C'è un giudice a Guangdong
Un'azienda di Ravenna ha fatto causa in Cina contro una ditta che aveva contraffatto il suo catalogo. E ha vinto. Non è la prima volta ed è il segnale di un (lento) cambio di rotta a Pechino sul furto di proprietà intellettuale
L’alta corte di Guangdong ha emesso dieci sentenze contro la Rose Mosaic, una ditta cinese che da anni copiava i cataloghi della Sicis, un'azienda di Ravenna specializzata nel settore del mosaico. La Rose Mosaic dovrà risarcire oltre un milione di dollari, cessare la produzione e la distribuzione dei prodotti contraffatti, distruggere i cataloghi che riproducevano le immagini di Sicis e cancellarle dai propri profili web. Uno dei punti più rilevanti è l’obbligo per la società cinese di pubblicare alcuni post di scuse su WeChat - il social network più influente in Cina - per 12 mesi e di pubblicarle anche su testate nazionali e locali una volta al mese per i successivi 24 mesi.
Anche in altri casi di "tarocchi" ai danni del made in Italy, le sanzioni dei tribunali cinesi hanno seguito una formula simile. Nel marzo scorso, il gruppo Bonaveri di Renazzo di Cento (vicino Ferrara) ha vinto la causa contro il marchio fashion cinese Ellassay, che aveva copiato i suoi manichini per l'alta moda. Oltre ai 50 mila euro di risarcimento, la corte di Shenzhen ha condannato i contraffattori a presentare pubbliche scuse sul quotidiano economico Shenzhen Economy Daily. Un mese prima la Fabbri, azienda dolciaria di Bologna - quella dell'Amarena in sciroppo, per intenderci - ha viso protetto dal tribunale di Shanghai il suo tipico packaging decorato in bianco e blu dal plagio di un paio di aziende concorrenti cinesi. Non sono solo le aziende italiane ad avere ragione degli imitatori cinesi. Sempre a febbraio 2021, un tribunale cinese ha assegnato a New Balance un risarcimento danni da un milione e mezzo in una causa intentata dal marchio di abbigliamento sportivo americano contro due società locali per aver copiato il logo con la "N" obliqua. Anche Burberry e Michael Jordan hanno vinto alcune cause nel paese del Dragone.
Il furto di proprietà intellettuale è un grosso problema nei rapporti commerciali con Pechino. Uno dei due atti d’accusa rilasciati nel 2019 dal dipartimento di Giustizia americano contro il gigante cinese delle telecomunicazioni Huawei, quello riguardante il furto di proprietà intellettuale nei confronti dell’operatore telefonico T-Mobile, ha fornito una prospettiva fondamentale sui metodi con cui l’impresa cinese è diventata dominante nel mondo: secondo Washington questo genere di furti era incoraggiato e premiato.

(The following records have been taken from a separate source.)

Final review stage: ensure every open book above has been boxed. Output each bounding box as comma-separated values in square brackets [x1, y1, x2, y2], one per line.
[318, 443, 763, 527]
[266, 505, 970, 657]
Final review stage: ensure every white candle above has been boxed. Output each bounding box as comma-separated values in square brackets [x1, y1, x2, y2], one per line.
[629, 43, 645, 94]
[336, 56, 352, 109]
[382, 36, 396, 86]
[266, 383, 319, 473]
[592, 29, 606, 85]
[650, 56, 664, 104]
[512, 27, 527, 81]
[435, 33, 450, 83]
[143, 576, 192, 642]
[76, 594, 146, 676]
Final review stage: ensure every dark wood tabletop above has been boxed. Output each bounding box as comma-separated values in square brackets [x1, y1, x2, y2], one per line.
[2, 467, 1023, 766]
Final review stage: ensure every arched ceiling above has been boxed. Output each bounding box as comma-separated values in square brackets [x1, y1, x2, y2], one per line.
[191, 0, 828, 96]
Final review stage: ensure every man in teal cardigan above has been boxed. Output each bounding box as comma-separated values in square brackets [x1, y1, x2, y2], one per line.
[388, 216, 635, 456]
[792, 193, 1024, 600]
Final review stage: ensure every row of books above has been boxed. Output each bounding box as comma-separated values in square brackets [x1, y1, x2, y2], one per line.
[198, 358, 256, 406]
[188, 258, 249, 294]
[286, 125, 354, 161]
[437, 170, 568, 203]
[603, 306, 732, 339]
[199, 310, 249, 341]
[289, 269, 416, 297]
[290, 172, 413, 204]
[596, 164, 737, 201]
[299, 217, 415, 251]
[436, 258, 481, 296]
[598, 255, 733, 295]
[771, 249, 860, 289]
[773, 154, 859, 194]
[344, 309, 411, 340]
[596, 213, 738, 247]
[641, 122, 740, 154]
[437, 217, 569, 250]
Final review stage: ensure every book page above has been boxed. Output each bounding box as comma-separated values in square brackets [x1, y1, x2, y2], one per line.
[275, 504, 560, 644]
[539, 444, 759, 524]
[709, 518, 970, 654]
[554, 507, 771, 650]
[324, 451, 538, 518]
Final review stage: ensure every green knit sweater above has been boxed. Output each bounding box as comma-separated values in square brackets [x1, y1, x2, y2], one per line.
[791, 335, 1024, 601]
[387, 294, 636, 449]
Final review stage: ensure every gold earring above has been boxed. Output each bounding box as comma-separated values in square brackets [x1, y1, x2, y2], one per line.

Tuttavia ora Pechino vuole dimostrare che c'è stato un cambio di rotta. Il tentativo è quello di accreditarsi sempre più in ambito internazionale come difensore della proprietà intellettuale. "Il governo cinese vuole dimostrare di essere davvero intenzionato a proteggerla", ha detto al Financial Times Wu Yuheng, legale dello studio DeHeng di Chengdu, specializzato nel settore. "Questa è la chiave per attirare gli investimenti esteri di cui la Cina ha ancora un gran bisogno". Anche l'avvocato Echo Xu della Kangxin Partners, ha spiegato a The Fashion Law che la Cina “ha fatto della protezione della proprietà intellettuale una strategia nazionale” e ha citato una recente dichiarazione del vicepresidente del tribunale per la proprietà intellettuale di Pechino: "L'era della contraffazione è finita", ha detto il magistrato. Ci sono anche altri elementi da tenere in conto. Il cambio di strategia potrebbe essere dovuto anche al fatto che il gigante asiatico ha intrapreso la strada della produzione di alta qualità e adesso rischia a sua volta di essere oggetto di contraffazione. C'è poi un aspetto "interno". Nel caso di Burberry, per esempio, il tribunale ha considerato anche le diffuse lamentele dei consumatori cinesi, che acquistavano prodotti contraffatti mentre la loro intenzione era quella di comprare prodotti del marchio di lusso britannico.